Dalam kegiatan “mabbaja laleng” biasanya utusan yang dipercayakan melakukan hal itu, membicarakan tentang ;
a. Apakah anak perempuannya yang akan dilamar tersebut belum dijodohkan dengan orang lain, dalam bahasa Bugis disebut “tessappo teeppabbatang” artinya belum ada pagar dan belum memiliki penghalang.
b) Apakah rencana pelamaran yang akan dilakukan oleh pihak laki-laki terhadap anak perempuannya dapat diterima.
c) Kapan kesediaan pihak orang tua atau keluarga perempuan untuk menerima pelamaran tersebut.
d) Dimana akan diterima, apakah dirumahnya sendiri atau di rumah keluarganya.
e) Dan lain-lain yang dianggap perlu.
Dari orang tua atau keluarga pihak perempuan yang akan dilamar, tidak serta merta menerima dan membuat keputusan tentang maksud peminangan tersebut. Tetapi terlebih dahulu ia harus pula membicarakan dengan segenap keluarga dekatnya. Biasanya yang akan dipertimbangkan bersama keluarga, adalah penelusuran tentang siapa laki-laki yang akan melamar anaknya tersebut.
Oleh karena itu, pihak keluarga perempuan harus pula melakukan kegiatan seperti yang dilakukan oleh pihak laki-laki pada saat “mappések pések”. Kegiatan yang dinamakan “mattuttung lampek” atau “mattuttumpélareng” (menelusuri akar), yang menjadi obyek penelusuran dalam kegiatan ini, antara lain ; Pertama, keturunan laki-laki yang akan melamar itu apakah bukan dari keturunan yang berpenyakit berbahaya, seperti lepra (pallipak cellak), Kedua, apa pekerjaan tetapnya,. Ketiga, bagaimana tingkah lakunya, Keempat, apakah belum memiliki isteri, Kelima, apakah dia berasal dari keturunan yang baik-baik, dan lain-lain yang menjadi pertimbangan.

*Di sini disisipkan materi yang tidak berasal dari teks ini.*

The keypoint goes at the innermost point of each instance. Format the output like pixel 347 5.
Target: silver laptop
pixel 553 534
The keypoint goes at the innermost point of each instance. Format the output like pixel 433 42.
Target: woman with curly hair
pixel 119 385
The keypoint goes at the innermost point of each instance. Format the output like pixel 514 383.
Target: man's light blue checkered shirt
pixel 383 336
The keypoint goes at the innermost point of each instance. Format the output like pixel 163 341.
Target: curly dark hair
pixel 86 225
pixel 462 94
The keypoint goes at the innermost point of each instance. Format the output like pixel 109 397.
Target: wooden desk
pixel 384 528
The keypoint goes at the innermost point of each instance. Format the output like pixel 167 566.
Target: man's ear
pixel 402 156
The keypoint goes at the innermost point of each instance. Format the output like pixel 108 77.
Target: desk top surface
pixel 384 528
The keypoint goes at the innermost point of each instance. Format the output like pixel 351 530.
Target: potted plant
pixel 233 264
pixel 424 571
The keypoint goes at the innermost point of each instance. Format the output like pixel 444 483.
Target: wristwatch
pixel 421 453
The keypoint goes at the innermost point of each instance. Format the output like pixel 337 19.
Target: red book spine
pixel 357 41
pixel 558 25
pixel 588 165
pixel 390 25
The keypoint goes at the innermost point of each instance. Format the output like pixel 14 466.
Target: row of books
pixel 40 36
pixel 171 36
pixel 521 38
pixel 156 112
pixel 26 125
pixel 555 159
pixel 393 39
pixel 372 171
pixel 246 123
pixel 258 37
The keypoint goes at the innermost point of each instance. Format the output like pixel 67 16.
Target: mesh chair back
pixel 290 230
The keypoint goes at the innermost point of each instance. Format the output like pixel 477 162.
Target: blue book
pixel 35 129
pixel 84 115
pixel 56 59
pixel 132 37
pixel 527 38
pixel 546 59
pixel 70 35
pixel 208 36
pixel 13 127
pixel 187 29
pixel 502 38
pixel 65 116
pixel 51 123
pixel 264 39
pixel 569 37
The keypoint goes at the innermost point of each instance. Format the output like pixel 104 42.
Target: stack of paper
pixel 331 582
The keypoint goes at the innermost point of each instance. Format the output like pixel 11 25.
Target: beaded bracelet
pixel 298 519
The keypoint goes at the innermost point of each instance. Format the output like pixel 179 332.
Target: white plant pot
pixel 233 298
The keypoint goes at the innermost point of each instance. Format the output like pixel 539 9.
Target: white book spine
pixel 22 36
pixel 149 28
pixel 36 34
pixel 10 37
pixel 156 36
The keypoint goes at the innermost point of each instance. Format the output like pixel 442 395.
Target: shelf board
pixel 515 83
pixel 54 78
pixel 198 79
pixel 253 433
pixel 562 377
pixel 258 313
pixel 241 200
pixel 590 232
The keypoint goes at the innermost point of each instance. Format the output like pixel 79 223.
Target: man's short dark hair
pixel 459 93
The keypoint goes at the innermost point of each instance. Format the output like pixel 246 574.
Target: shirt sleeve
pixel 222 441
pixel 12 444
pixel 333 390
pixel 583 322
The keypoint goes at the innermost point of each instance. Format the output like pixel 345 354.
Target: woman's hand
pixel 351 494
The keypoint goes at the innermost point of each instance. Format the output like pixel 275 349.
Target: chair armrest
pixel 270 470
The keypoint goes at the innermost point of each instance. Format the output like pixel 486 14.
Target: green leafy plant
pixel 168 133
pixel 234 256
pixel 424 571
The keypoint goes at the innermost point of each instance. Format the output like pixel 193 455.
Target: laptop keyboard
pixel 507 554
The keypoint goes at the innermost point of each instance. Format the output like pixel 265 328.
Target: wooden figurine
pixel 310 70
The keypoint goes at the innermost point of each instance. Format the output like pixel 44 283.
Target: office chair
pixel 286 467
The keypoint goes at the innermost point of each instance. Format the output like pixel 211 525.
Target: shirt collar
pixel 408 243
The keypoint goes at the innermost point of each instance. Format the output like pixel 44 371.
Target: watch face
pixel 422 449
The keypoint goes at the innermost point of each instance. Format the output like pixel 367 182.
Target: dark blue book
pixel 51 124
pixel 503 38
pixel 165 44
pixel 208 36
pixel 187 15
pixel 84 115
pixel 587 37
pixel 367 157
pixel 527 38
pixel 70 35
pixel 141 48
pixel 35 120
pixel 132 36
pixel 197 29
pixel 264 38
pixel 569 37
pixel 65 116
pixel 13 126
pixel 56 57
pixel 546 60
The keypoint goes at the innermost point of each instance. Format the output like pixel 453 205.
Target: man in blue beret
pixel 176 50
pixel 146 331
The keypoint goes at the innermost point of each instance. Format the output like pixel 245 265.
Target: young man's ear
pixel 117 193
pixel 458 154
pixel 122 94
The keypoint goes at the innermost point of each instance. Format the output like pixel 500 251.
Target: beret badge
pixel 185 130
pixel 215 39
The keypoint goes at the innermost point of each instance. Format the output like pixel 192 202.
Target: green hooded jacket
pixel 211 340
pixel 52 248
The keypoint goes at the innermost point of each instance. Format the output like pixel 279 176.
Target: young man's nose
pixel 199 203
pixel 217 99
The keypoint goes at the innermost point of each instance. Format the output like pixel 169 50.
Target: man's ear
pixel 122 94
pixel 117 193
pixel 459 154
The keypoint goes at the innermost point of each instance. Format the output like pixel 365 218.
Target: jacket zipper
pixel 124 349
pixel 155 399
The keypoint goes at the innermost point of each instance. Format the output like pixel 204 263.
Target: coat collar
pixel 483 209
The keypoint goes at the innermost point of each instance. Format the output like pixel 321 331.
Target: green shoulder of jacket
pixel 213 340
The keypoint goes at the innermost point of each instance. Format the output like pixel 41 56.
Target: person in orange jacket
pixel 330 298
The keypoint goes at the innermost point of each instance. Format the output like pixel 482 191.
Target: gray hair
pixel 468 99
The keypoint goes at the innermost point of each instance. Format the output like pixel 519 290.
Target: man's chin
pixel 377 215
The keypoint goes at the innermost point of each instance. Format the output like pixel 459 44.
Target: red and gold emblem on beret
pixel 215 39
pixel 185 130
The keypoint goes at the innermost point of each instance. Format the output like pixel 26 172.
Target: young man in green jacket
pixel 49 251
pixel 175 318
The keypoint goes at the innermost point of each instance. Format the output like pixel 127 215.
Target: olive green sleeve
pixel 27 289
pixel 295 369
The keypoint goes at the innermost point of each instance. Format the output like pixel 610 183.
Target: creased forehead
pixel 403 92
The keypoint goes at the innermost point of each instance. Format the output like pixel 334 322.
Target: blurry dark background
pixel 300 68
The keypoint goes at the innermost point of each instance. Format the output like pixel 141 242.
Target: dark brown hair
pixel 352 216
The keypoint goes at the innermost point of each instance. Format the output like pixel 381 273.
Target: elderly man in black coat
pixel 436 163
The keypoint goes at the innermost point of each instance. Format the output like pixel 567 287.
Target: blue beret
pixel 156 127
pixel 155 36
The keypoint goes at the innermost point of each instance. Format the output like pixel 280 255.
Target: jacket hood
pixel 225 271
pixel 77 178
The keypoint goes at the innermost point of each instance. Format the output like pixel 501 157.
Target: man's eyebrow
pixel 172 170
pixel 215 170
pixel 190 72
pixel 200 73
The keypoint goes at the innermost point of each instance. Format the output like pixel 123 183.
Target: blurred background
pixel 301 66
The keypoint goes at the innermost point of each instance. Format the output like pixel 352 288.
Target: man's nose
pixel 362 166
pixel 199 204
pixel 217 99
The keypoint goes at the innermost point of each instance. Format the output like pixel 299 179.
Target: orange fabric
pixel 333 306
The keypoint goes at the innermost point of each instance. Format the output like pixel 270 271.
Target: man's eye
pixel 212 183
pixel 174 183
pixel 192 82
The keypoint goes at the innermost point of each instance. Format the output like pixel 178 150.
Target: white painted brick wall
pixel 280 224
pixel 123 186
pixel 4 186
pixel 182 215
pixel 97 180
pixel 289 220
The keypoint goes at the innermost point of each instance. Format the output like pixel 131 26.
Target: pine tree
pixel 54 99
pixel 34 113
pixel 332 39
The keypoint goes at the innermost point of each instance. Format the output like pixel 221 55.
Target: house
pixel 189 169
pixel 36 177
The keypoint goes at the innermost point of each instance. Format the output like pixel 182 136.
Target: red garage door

Meminang yang dalam bahasa Bugis disebut “massuro/madduta” yaitu mengutus beberapa orang ke rumah perempuan yang akan dilamar. Biasanya orang-orang yang diutus tersebut, ditetapkan salah seorang diantaranya yang mengetahui tentang seluk beluk dan tata cara meminang. Pertama, ia harus menyampaikan maksudnya dengan penuh sopan santun agar orang tua dan keluarga perempuan yang akan dilamarnya tidak akan merasa tersinggung perasaannya. Kedua, ia tidak menonjolkan kelebihan-kelebihan yang dimiliki oleh keluarga laki-laki, karena hal itu bisa membuat orang tua dan keluarga perempuan merasa tersinggung.
Salah seorang dari rombongan to madduta mengemukakan maksud kedatangannya dengan kalimat-kalimat yang halus dan bersifat ungkapan-ungkapan yang bermakna simbolis. Sementara keluarga perempuan yang menerimanya tentu akan menjawabnya dengan kalimat-kalimat yang halus pula dan penuh dengan makna-makna simbolis.
Berikut ini adalah salah satu contoh dialog antara “to madduta” (orang yang membawa lamaran) dengan “to riaddutai” (orang menerima lamaran) yang dilakukan pada masa lampau. Dialog dalam bentuk sastera bertutur dibawakan oleh wakil dari “to madduta” (orang yang melamar) dan dijawab oleh yang mewakili keluarga “to riaddutai” (yang dilamar).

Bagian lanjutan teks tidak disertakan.